Begich Introduces Coast Guard Reauthorization Act
Addresses nation's Icebreaker shortage, other Alaska needs
Giving the United States Coast Guard the necessary tools and resources to carry out its statutory missions, U.S. Sen. Mark Begich, chair of the Senate Commerce, Science, and Transportation Committee Subcommittee on Oceans, Atmosphere, Fisheries, and Coast Guard, today introduced the Coast Guard Authorization Act for Fiscal Years 2012 and 2013. Begich was joined by Commerce Committee Chairman John D. Rockefeller IV (D-WV) and Oceans subcommittee Ranking Member Olympia Snowe (R-ME) as co-sponsors of the legislation.
"The men and women of the Coast Guard put their lives on the line every day to save those at risk on the sea, enforce the laws governing our fisheries and maritime safety, and guard our national security," Begich said. "I am honored to serve as Chairman of the subcommittee that authorizes this essential armed service. Last year, Congress passed into law the first Coast Guard authorization act in many years. With this new authorization bill, we renew our nation's commitment to the Coast Guard and make sure they have the cutters, aircraft, small boats, shore facilities and statutory authorities to perform their varied and necessary missions."

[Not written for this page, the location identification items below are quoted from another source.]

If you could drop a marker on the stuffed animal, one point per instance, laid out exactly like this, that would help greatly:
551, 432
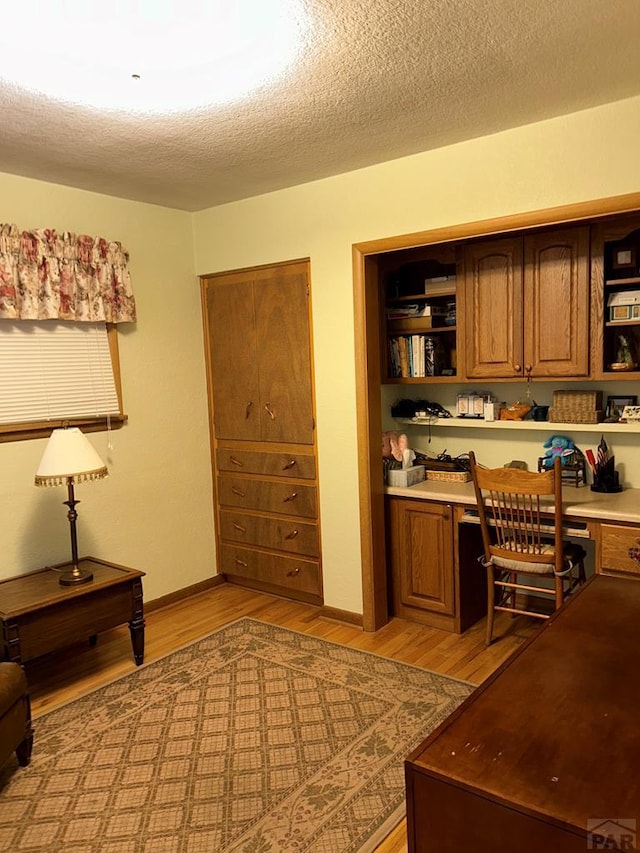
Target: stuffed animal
557, 445
390, 446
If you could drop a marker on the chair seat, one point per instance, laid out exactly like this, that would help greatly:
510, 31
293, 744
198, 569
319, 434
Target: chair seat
571, 554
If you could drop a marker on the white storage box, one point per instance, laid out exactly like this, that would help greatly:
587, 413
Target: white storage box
624, 305
405, 476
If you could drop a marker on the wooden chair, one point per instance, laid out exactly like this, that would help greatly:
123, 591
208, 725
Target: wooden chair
520, 538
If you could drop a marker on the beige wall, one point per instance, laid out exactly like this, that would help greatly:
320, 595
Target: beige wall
584, 156
154, 510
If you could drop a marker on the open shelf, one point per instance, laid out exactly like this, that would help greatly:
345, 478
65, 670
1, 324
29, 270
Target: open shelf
533, 426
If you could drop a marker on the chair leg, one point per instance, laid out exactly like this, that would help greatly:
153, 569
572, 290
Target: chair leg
491, 591
581, 572
23, 750
559, 592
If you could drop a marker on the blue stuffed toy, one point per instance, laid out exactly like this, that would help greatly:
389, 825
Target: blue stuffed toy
558, 445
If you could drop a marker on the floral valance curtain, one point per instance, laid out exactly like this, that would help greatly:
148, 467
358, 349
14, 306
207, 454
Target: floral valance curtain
47, 276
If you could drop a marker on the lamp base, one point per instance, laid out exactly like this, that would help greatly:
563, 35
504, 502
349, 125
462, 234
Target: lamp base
76, 576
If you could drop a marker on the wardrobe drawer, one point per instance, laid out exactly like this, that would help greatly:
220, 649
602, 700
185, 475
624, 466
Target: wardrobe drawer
620, 548
274, 464
267, 495
276, 534
287, 572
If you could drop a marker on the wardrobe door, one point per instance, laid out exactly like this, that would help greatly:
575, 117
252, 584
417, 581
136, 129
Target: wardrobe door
233, 355
493, 309
284, 355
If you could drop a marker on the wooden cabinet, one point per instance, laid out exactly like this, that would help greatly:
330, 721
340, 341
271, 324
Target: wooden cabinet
421, 536
257, 333
619, 549
435, 577
526, 306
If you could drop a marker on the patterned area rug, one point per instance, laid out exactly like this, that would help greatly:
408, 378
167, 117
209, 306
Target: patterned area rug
254, 739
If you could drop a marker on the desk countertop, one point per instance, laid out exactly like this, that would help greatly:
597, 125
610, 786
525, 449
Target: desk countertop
579, 502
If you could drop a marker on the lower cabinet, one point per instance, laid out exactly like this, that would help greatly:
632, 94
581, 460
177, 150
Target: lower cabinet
434, 580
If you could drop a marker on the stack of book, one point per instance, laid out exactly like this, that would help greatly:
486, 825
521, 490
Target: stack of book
414, 355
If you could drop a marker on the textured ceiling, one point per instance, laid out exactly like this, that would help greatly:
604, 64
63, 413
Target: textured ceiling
378, 79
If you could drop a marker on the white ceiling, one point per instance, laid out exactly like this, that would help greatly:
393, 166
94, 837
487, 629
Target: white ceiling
378, 79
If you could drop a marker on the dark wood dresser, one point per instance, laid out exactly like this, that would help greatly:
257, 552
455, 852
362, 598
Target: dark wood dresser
547, 750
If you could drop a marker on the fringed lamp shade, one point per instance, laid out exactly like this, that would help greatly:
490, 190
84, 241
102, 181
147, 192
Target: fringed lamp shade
69, 458
69, 454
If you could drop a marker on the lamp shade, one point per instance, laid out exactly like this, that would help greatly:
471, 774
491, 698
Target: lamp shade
69, 455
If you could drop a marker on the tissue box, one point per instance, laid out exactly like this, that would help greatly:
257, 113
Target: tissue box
405, 476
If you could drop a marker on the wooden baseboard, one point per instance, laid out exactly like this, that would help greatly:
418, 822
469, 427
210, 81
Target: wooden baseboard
338, 615
181, 594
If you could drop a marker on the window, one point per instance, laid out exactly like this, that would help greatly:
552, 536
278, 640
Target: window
54, 373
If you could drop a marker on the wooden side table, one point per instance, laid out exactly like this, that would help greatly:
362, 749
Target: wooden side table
38, 615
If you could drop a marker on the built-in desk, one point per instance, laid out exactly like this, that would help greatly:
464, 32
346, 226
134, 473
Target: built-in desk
547, 749
447, 590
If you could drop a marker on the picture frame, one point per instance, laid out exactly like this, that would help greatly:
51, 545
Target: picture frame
624, 258
615, 405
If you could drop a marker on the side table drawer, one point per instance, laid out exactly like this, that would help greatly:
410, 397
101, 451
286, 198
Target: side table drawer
620, 548
59, 625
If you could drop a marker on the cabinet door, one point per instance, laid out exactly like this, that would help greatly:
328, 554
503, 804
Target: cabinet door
233, 356
556, 299
493, 309
421, 535
284, 356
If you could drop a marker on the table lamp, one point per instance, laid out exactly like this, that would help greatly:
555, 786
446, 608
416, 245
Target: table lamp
69, 458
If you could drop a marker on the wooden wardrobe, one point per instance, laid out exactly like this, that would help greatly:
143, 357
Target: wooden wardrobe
257, 328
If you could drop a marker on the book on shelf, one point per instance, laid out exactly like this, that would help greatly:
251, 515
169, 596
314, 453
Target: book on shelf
410, 309
407, 356
439, 284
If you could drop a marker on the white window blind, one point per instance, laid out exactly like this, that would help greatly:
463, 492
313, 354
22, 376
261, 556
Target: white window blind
55, 371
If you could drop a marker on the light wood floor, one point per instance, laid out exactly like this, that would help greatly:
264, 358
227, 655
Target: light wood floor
59, 678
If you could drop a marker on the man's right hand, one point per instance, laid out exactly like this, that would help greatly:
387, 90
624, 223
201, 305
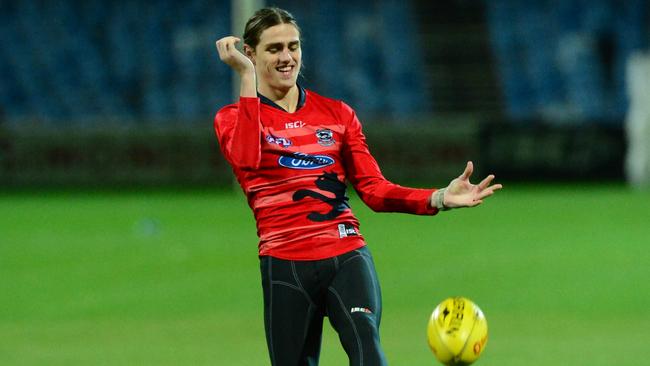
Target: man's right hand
231, 56
239, 62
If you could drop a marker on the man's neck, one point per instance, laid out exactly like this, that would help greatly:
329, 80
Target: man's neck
287, 100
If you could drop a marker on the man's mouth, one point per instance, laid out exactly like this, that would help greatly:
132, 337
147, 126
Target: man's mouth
285, 70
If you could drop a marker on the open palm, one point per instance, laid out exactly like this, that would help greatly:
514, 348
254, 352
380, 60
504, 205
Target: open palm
462, 193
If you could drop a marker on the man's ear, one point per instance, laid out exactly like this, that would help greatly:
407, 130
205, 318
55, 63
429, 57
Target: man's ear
249, 52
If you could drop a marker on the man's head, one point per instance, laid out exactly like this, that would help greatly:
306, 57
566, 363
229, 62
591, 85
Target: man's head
272, 42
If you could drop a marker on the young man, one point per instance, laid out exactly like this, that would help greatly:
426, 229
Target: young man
292, 151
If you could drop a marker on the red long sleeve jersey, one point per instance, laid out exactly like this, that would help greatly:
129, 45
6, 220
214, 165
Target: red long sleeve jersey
293, 168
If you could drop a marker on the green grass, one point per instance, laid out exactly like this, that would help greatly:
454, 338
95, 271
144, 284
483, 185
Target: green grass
172, 278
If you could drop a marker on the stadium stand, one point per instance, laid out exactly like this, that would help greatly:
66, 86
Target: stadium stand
82, 61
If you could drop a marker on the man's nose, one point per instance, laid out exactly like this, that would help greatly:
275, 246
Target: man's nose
285, 55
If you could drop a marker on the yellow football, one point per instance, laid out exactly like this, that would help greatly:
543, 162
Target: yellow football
457, 331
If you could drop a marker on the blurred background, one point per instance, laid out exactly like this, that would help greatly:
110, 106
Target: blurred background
132, 86
123, 240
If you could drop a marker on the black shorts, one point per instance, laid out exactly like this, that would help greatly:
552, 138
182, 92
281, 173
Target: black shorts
299, 294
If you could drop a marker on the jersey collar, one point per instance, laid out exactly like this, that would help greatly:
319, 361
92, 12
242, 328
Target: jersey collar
302, 96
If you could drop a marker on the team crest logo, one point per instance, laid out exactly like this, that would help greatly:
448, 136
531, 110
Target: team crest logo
325, 137
284, 142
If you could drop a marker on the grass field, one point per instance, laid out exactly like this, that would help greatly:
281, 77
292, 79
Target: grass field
172, 278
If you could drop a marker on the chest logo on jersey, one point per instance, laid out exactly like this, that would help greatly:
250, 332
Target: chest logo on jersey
295, 124
284, 142
325, 137
305, 161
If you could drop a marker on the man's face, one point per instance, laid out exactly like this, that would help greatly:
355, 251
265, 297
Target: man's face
277, 57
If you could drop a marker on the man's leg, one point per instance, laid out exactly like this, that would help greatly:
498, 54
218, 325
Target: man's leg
293, 323
354, 308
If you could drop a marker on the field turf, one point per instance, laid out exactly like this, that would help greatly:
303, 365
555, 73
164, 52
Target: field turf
172, 278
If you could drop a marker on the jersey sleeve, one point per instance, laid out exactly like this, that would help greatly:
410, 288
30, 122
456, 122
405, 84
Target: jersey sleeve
363, 172
238, 130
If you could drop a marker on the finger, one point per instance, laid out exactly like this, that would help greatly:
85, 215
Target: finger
485, 182
468, 171
488, 192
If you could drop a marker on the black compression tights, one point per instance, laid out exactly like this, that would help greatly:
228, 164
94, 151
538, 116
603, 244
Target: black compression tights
297, 296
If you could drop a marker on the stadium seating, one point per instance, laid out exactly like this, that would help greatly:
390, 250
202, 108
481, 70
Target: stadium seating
75, 61
566, 60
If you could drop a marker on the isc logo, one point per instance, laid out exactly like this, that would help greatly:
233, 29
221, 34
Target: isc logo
305, 161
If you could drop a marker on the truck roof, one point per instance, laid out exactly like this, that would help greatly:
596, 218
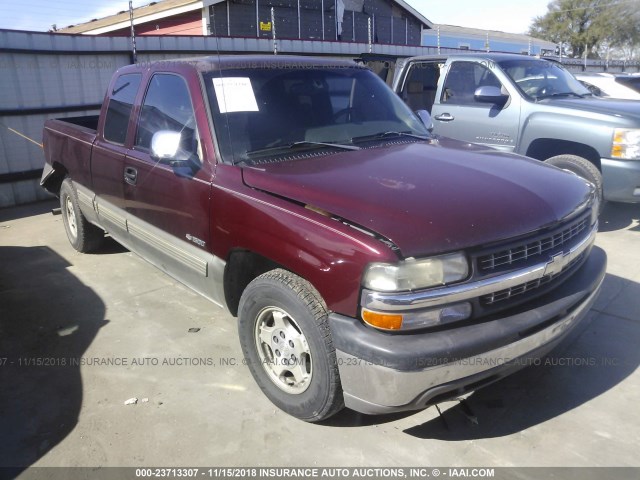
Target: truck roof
226, 62
496, 57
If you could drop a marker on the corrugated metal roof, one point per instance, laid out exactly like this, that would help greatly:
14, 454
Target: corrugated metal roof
139, 12
494, 34
167, 5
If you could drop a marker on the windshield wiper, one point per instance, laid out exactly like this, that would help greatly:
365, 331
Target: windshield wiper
301, 145
563, 94
391, 134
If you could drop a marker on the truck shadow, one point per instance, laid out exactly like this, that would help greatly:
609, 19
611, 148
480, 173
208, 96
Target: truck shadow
599, 355
618, 216
48, 319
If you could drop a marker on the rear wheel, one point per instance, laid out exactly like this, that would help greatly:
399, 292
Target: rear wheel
82, 235
581, 167
285, 338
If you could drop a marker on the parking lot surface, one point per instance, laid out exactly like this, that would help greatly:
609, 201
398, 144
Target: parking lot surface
80, 334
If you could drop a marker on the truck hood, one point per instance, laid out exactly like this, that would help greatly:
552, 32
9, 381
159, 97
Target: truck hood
428, 198
606, 106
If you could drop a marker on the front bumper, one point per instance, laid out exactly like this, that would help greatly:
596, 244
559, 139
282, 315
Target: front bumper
621, 180
383, 372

"As one of our nation's primary first responders, the Coast Guard is vital to our national security, economic security, public safety, and environment," said Chairman Rockefeller. "We depend on the Coast Guard to keep us safe and secure, but their ability to do that rests on their access to resources and other support necessary to carry out their missions. This authorization bill will give the Coast Guard the crucial support it needs to execute their duties successfully."
"The Coast Guard Reauthorization Act of 2010 was a long overdue assurance that the Coast Guard will have the authorities and authorizations necessary to support the service's critical and diverse missions. This bill builds on the reform efforts of the recent reauthorization, and in particular, will provide the Coast Guard with the capability necessary to efficiently and cost-effectively rebuild its aging fleet," said Ranking Member Snowe.
The legislation authorizes the U.S. Coast Guard's funding levels at $8.7 billion including operations; acquisition and maintenance of vessels, aircraft and facilities; research, the reserve program and retired pay, and other statutory missions. The bill sets the active duty personnel levels for the service at 47,000 and makes a number of improvements, clarifications and refinements to the Coast Guard's statutory authorities.
Other components of the bill include:
· Making the Coast Guard the sole provider of polar icebreaking services to agencies of the federal government, and require the Secretary of Homeland Security to ensure that the Coast Guard continues to operate a minimum of two heavy polar icebreakers as a part of its fleet;
· Authorizing the Coast Guard advance procurement funding authority for the purchase of new ship construction materials, parts, and components that have a long "lead time" to make sure the Coast Guard is able to replace its timeworn fleet at the best possible savings to the taxpayers;
· Requiring the Coast Guard to study the feasibility and potential of establishing a deep water sea port in the Arctic to protect and advance United States interests within the Arctic region;
· Requiring the Coast Guard to consult with other federal, state and local entities in the determination of what improvements are necessary to make the harbor at St. George, Alaska a fully functional harbor throughout the year; and
· Authorizing the Coast Guard to construct or lease a hangar, berthing, and messing facility in the Aleutian Island operating area to support Coast Guard operations in remote areas.
The bill would also transfer the decommissioned cutter STORIS to a Juneau group for use as a museum honoring the Coast Guard's role in Alaska history; adjusts funding levels for the Cordova-based Oil Spill Recovery Institute for inflation, and other provisions.